2月 1年で最も寒い月。最低気温は国頭村奥で10度以下に下がることもあります。また、ニングワチカジマーイ(2月風回り)と言って、この時期は天気が急に変わる事があります。
3月 山裾から始まった新緑は、下旬頃には山全体を覆い、萌葱色に包まれます。サシバが北へ渡りはじめ、クロバイが開花し、昆虫たちの活動が活発になります。
4月 旧暦の3月3日、海辺では潮に手足を浸して不浄を清め、健康を祈願して楽しく遊ぶ浜下りの行事が見られます。また、各地の墓地では旧暦3月の清明節に行うシーミー(清明祭)という祖先供養の行事が見られます。
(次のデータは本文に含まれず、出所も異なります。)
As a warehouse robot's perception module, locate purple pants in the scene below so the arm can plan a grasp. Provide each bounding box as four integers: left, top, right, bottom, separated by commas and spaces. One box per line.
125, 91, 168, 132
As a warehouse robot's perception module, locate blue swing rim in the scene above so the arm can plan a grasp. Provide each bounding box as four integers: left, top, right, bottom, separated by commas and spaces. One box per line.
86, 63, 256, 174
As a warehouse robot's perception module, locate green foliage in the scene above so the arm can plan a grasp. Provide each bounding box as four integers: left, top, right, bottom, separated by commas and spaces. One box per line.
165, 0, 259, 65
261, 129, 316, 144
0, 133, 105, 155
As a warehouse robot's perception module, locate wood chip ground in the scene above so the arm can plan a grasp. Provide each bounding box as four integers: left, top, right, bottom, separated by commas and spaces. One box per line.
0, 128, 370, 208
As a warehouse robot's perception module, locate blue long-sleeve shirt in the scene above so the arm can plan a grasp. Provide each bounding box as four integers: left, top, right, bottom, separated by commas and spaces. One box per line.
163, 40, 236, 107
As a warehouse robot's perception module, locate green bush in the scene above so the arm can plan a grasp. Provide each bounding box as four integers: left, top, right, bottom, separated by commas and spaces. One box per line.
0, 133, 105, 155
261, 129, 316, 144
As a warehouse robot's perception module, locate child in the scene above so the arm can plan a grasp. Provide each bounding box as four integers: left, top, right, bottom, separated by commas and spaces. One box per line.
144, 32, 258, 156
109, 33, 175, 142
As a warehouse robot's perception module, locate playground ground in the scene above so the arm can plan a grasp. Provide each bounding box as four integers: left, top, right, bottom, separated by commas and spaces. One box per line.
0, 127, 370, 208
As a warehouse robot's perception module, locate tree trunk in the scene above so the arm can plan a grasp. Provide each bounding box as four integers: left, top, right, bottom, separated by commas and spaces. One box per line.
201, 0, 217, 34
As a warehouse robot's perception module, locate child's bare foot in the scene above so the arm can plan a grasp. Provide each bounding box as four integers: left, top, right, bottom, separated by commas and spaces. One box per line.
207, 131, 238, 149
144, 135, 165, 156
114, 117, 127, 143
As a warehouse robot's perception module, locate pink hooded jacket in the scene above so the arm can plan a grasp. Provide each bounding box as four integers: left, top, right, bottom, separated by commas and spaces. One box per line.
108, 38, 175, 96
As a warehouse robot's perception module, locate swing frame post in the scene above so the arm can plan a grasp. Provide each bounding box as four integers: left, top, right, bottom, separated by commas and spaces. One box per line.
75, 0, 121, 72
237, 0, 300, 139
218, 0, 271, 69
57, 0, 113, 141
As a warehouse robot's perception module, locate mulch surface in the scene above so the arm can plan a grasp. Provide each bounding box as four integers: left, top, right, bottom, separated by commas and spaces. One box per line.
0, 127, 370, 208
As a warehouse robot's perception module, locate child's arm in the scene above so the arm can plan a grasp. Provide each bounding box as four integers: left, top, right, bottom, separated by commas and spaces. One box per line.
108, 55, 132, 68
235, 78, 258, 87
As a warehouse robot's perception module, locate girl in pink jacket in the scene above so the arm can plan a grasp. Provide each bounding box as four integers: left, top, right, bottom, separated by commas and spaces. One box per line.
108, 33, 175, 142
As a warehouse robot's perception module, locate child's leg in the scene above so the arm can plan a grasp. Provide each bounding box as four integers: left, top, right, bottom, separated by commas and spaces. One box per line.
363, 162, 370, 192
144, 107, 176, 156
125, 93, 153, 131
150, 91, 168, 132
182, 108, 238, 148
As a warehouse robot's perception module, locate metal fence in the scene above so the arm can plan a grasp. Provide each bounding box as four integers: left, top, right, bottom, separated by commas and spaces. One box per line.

5月 上旬には梅雨入り(6月下旬まで)しますが、梅雨の晴れ間には真っ青な夏の青空が広がることもあります。夏鳥のさえずりがいっそうにぎやかに。海岸ではアカウミガメの産卵が始まります。
6月 梅雨の終盤には大雨が降ることも。下旬頃には長い梅雨が明け、夏型の安定した晴天が続き、蒸し暑くなります。満月から2、3日後過ぎた夜の満潮時にはイシサンゴ類がいっせいに産卵します(7月まで)。
7月 夏真っ盛り。真っ青な空と真っ白な雲のコントラストが鮮やか。セミの声が山々にこだまします。海ではアオウミガメの産卵が始まると共に、アカウミガメの卵が孵り始めます。
8月 ヒグラシの仲間・オオシマゼミが「カン、カン、カン」という独特の鳴き声で鳴き始めます。旧暦の7月は安田のシヌグや塩屋のウンガミなどの伝統的な年中行事が各地で行われます。
9月 厳しい残暑が続きます。台風が接近、直撃し、大雨が降ることもしばしば。下旬過ぎには暑さも幾分和らいできます。この頃になると南の越冬地に向かうアカハラダカの南下が見られるようになります。
10月 夏の南風に変わってひんやりとしたミーニシ(新北風)が吹くと、沖縄も秋。空気が乾燥してさわやかな季節になります。この頃、サシバの南下が見られ、山にはイタジイの実がなります。
11月 やんばるの森は一年中緑に覆われていますが、その中で唯一紅葉するのがハゼノキ。周りの緑に囲まれてそこだけ紅色が浮かび上がっています。サキシマフヨウの花が咲き、シロハラが飛来します。
12月 南国沖縄とはいえ、12月ともなると冷え込んできます。夏の間北太平洋で過ごしたザトウクジラの群の一部は、冬の間繁殖するために慶良間諸島へやってくるが、やんばるの東海岸沖にも回遊してくることがあります。